Choosing the right truck for your business

Choosing the right truck for your application is fundamental to the success of your business

The very beginning of a successful and sustainable trucking business is about making decisions relating to the type of transport industry you will enter and trucks that you will use and how they will be used.

Choosing the right truck for the right job is more about common sense than the ability to make difficult calculations.

Choosing the right truck: Types of transport tasks

Transport sectors worth looking into for newcomers to trucking include:

  • Manufacturers who need their raw materials delivered to factories
  • The agricultural sector, where farmers need to move animal feed, fertilisers, livestock or fresh produce
  • Wholesalers who need stock delivered to outlets on a regular basis
  • Smaller services could be refuse removal, furniture moving and the like

Truck types

There is a multitude of truck types/configurations operating on our roads.

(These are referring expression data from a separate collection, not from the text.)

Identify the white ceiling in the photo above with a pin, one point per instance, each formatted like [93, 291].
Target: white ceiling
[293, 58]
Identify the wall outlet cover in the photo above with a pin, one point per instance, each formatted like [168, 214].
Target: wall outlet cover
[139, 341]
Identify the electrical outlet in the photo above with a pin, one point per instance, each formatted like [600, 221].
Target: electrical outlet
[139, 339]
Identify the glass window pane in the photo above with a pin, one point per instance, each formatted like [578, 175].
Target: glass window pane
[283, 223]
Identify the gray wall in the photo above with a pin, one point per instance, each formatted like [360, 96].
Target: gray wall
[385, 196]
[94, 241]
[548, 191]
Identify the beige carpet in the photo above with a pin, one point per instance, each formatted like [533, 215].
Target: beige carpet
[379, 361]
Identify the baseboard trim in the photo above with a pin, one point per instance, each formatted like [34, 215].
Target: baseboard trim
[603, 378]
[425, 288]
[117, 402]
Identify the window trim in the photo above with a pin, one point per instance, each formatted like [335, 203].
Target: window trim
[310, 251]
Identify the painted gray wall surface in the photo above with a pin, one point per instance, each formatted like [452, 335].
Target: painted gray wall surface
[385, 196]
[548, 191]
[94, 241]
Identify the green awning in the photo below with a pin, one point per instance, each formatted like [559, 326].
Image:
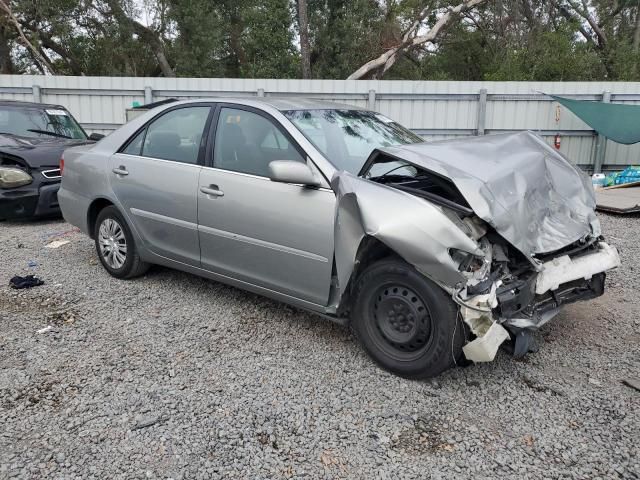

GVM refers to the maximum operating weight a truck can possibly carry while driving, including the truck itself.

CATEGORY GVM APPLICATION
MCV – Medium Commercial Vehicles 3.5 < GVM ≤ 8.5 tonnes Home delivery, logistics, waste and garden rubbish removal, courier services
HCV – Heavy Commercial Vehicles 8.5 < GVM ≤ 16.5 tonnes Cargo hauling, mining, sanitation, construction
EHCV – Extra-Heavy Commercial Vehicles 16.5 tonnes < GVM Construction, long-haul carriers, gas and fuel tankers, forestry

The South African truck market for all commercial vehicles with Gross Vehicle Mass (GVM) ratings above 3 500kg is divided into the three different segments (see table above).

Choosing the right truck: Select the vehicle most suited to your application

Determine the payload and select a vehicle with sufficient capacity for maximum productivity. Consider the expected growth of your business and, if necessary, purchase a larger vehicle for future requirements.

If you buy a rigid unit, consider sufficient traction to pull a trailer for possible future needs. Make sure the truck will have sufficient power to maintain an acceptable average speed for the routes it will travel, but keep in mind that a more powerful unit will use a lot of fuel, so investigate your operating conditions.

Vehicles doing long-distance, high-speed routes normally require more power (kW) and torque (Nm) to handle air resistance in comparison to hauls involved in local, slow, distribution work.

The best way to determine the required power and torque rating is to ask your truck dealer for a tailor-made performance calculation.

Ensure your vehicle is supported by a manufacturer or dealer offering the full back-up service that will be required to keep your vehicle on the road for its expected lifespan.

Remember, the vehicle can only generate income when the wheels are moving.

Are there special loading and unloading requirements; and does it require investment in retrofit equipment, for example, a special floor, a tail-lift, truck-mounted crane, PTO or pump?

Choosing the right truck: Ask your truck dealer

Buying a new truck can be a daunting experience. Your dealer will be able to give you the best advice when choosing a truck suited for your specific needs, and also help you to make informed decisions relating to truck types and configurations.

The dealer will also give you recommendations on after-sales requirements such as parts, accessories and service needs for your choice.

For example, two different models may both be 8-tonne trucks but are used for different road conditions and therefore have different applications.  You will get the best advice from your truck dealer to suit your exact requirements.

Ask questions to gain a full understanding of the transport requirements for the tasks you are going to undertake.

Once you’ve defined your objective to gain a clear idea of the specs you need, you can organise your thoughts into a specification requirement sheet.

Choosing the right truck: Key items for consideration

  • What are your GVM requirements?
  • Seat configurations – how many crew will the truck carry? If two, include a two-passenger seat for your spec. (Keep in mind that the seat configuration can increase or diminish the interior storage capacity.)
  • Is a high-horsepower, high-torque diesel engine a must, or will a lower capacity engine be sufficient? The higher the horsepower and torque ratings, the higher the operating costs of the vehicle.
  • Compare purchase price and specification in terms of cost per legal payload tonne and capital cost as a percentage of the total operating costs over the expected useful life of the truck you wish to purchase.

Before making your final decision, review all aspects of the transport job to be done and then seek out the configuration that offers the best solutions for the specifications you have identified.

Choosing the right types of trucks for specific transport tasks is critical if the truck owner is to succeed in building a sustainable trucking business. Avoid expensive before making the final decision.

  • Don’t take promises for granted – do your own investigations and talk to other truck owners.
  • Write down your motivations and justifications for what you need to get the job done – be objective, get the facts and think long-term.
  • Ask suppliers for information, advice and help in getting to grips with all the technical information you need.
  • Gain an understanding of the lifecycle costs of the vehicle.
  • Subjective or emotional decisions to satisfy short-term considerations should not outweigh common sense.